- Born: Dorothy Cooper 1909 United States
- Disappeared: October 18, 1949 (age 40)
- Status: Missing for 76 years and 5 months
- Height: 5 ft 2 in (1.57 m)
- Spouse: Jules Forstein
- Children: 3

= Disappearance of Dorothy Forstein =

Unsolved missing person case

Dorothy "Dora" Forstein (born Dorothy Cooper, 1909) was an American woman who went missing after being last seen at her Philadelphia home on October 18, 1949.

==Disappearance==
On the night of October 18, 1949, Dorothy's husband, magistrate Jules Forstein, left home for the evening. He later called Dorothy and told her that he would not arrive home until late. When he returned home, he was very surprised to find his two children, Edward and Marcy, clinging together in a bedroom.

They were both crying "Mommy's gone!" Marcy told her father that roughly 15 minutes prior, she had been woken by a noise and had gone downstairs, where she had seen a middle-aged man in a brown, peaked cap carrying her unconscious mother down the stairs over his shoulder. When she asked him what he was doing, he patted her head and told her, "Go back to sleep, little one. Your mom is fine." He then left and locked the door.

== Investigation ==
Police initially doubted Marcy's story, but believed it after a psychiatrist interviewed her and confirmed she was apparently telling the truth. The theory first posited by police was that someone with a grudge against her husband due to his job had targeted her. This was seen as most likely given that five years previously, a home intruder had stolen nothing but had severely assaulted Dorothy. On this occasion, too, nothing was stolen from the house. No fingerprints were left behind by the intruder, nor were there any signs of forced entry, just as in the previous assault.

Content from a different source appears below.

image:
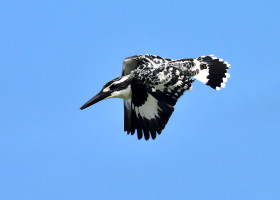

A large search was conducted to find Forstein, as the police asked for a check of all unidentified women and requested reports from hospitals (including mental hospitals), hotels, morgues and convalescent homes all across the country. Captain James Kelly of Philadelphia's detective bureau sent out 10,000 notices to police departments and institutions with the description of Forstein.